米澤穂信『秋期限定栗きんとん事件』

あの日の放課後、手紙で呼び出されて以降、ぼくの幸せな高校生活は始まった。学校中を二人で巡った文化祭。夜風がちょっと寒かったクリスマス。お正月には揃って初詣。ぼくに「小さな誤解でやきもち焼いて口げんか」みたいな日が来るとは、実際、まるで思っていなかったのだ。―それなのに、小鳩君は機会があれば彼女そっちのけで謎解きを繰り広げてしまい…

「小市民シリーズ」も3作目ということで、あらかじめわかっていることではあるのですが、主人公二人の性格が悪すぎて全く感情移入できないのが少々つらいところですね。ミステリーとしてはそれほどややこしい話ではなく、たぶんこいつだなと思った人物が予想通り犯人で、その意味でもちょっと拍子抜けしてしまいました。ただ、表面的に起こっている事件の犯人と新聞部員、そしてその背後で何やら暗躍している小山内さんと小鳩くんという二重の対決構造はなかなか巧みだし、意外な事実が明らかにされるラストの一撃もビシッと決まっていました。
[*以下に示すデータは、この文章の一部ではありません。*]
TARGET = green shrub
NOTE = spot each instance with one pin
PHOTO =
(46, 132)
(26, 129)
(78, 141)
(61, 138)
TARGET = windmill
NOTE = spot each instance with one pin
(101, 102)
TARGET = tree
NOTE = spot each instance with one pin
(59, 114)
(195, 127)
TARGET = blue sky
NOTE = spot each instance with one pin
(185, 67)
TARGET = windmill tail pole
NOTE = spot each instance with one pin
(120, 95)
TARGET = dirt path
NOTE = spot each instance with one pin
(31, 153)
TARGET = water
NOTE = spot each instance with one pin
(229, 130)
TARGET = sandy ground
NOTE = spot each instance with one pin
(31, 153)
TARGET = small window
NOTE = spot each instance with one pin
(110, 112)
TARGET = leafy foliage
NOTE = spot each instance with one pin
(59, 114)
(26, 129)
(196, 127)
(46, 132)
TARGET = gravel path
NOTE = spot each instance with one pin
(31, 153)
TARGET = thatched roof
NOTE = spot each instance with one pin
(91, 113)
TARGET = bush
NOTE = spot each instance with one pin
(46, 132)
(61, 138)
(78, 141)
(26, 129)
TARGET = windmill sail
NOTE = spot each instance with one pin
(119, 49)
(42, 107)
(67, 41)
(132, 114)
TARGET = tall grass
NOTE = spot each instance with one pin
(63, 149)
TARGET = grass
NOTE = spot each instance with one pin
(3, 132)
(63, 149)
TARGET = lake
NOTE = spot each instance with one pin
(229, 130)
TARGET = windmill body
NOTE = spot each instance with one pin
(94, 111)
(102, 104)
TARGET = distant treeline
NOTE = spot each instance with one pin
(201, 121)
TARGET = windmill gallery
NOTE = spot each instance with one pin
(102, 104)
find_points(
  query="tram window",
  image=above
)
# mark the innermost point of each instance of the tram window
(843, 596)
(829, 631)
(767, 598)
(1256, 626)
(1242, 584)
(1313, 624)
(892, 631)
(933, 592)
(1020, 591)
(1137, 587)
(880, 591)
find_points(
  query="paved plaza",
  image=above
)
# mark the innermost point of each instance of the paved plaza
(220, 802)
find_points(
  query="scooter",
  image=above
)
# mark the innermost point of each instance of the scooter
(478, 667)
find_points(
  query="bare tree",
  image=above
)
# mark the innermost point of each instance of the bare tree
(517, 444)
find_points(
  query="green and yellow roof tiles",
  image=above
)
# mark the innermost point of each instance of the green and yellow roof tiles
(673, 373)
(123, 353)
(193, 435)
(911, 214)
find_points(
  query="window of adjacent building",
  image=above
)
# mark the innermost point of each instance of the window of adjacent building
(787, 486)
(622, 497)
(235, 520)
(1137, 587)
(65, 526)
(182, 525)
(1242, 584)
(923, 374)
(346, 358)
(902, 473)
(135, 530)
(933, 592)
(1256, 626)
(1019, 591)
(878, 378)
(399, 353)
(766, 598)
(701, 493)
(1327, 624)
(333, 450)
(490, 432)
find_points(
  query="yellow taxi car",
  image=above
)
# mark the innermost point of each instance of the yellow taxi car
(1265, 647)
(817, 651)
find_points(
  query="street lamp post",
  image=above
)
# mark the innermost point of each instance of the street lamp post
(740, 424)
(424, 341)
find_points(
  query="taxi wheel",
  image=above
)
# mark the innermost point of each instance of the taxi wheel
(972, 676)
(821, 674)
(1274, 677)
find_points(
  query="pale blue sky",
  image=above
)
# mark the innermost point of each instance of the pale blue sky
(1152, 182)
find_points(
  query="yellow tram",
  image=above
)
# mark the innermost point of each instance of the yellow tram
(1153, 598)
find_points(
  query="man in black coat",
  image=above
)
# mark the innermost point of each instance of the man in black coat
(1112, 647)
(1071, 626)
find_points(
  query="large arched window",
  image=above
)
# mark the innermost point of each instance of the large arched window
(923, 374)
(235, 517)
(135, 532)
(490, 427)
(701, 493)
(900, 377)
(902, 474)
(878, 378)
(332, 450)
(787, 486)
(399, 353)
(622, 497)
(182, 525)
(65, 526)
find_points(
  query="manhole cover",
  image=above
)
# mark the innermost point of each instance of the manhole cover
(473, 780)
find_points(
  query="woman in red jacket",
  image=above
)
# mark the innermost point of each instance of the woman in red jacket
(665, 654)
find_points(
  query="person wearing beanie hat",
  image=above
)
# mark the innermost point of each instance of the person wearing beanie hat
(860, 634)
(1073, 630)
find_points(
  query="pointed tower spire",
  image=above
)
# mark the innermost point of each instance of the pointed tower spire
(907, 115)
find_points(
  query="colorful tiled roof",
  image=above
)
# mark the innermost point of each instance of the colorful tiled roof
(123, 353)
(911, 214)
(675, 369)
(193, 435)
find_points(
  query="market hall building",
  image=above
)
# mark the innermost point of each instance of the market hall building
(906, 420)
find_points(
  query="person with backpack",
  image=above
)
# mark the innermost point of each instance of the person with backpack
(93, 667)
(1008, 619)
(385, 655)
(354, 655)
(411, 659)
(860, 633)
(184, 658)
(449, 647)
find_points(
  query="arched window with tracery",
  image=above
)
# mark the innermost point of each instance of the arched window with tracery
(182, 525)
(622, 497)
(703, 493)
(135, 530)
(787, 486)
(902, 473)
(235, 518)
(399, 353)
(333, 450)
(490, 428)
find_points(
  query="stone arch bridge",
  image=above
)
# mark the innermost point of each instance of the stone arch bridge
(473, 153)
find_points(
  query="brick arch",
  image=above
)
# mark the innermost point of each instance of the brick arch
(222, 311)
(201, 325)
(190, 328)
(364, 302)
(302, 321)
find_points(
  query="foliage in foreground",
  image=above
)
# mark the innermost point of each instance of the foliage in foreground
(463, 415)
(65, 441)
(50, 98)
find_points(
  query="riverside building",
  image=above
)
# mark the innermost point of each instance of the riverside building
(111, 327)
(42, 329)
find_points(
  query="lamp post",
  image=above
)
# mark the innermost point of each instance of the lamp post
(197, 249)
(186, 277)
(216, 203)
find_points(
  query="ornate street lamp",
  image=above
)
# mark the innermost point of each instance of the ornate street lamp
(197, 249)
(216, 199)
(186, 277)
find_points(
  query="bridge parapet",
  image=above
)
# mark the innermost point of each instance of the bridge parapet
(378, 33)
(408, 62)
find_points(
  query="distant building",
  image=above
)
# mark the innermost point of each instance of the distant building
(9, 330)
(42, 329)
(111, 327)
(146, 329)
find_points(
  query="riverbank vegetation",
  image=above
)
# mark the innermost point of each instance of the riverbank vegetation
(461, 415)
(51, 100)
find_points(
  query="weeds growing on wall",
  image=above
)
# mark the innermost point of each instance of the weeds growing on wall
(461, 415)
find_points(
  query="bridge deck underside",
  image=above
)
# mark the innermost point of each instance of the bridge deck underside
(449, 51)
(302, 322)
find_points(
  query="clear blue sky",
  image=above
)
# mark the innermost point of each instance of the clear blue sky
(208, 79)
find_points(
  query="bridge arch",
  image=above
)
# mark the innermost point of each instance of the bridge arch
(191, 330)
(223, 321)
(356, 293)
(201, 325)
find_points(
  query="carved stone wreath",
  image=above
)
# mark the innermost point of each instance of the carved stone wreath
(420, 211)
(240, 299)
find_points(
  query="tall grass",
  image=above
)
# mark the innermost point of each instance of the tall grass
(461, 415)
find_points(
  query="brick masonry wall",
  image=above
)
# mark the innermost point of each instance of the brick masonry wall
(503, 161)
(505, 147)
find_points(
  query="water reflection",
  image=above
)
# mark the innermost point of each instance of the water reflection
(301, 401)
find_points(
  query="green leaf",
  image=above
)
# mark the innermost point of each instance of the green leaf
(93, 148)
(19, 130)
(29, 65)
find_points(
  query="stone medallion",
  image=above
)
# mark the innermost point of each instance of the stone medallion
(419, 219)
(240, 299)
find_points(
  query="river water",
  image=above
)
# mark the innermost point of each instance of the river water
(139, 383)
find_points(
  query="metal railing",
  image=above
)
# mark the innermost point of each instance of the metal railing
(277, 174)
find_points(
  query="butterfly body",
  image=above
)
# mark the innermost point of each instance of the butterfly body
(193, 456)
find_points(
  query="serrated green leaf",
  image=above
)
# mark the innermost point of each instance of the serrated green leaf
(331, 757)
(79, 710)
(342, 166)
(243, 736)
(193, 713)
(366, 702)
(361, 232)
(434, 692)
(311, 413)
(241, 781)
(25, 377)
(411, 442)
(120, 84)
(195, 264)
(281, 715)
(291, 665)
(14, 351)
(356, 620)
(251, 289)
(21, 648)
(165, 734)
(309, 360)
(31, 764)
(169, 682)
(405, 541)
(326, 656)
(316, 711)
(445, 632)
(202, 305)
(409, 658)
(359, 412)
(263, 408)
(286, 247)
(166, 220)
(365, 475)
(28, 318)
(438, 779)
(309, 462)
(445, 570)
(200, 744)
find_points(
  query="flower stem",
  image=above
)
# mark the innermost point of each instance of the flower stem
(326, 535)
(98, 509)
表面的にはユーモラスで軽い意匠をまとっているものの、内容的にはなかなかダークな青春小説になっていて、脇役たちが主人公二人を際立たせるためのコマのように扱われるストーリーはあまり愉快なものではありませんが、事件を通して変化していく自意識過剰な高校生の成長(?)物語としては 、シリーズ最終巻となるであろう次作に向けて楽しみな展開ともいえます。

この作品単体で考えるとミステリーとしても青春小説としても少し物足りない部分はありますが、シリーズが完結した後に改めて読み直せば評価が大きく変わる可能性はありそうです。いずれにせよここまで読んだからには最後までつきあう覚悟はできているので、完結編を楽しみに待ちたいと思います。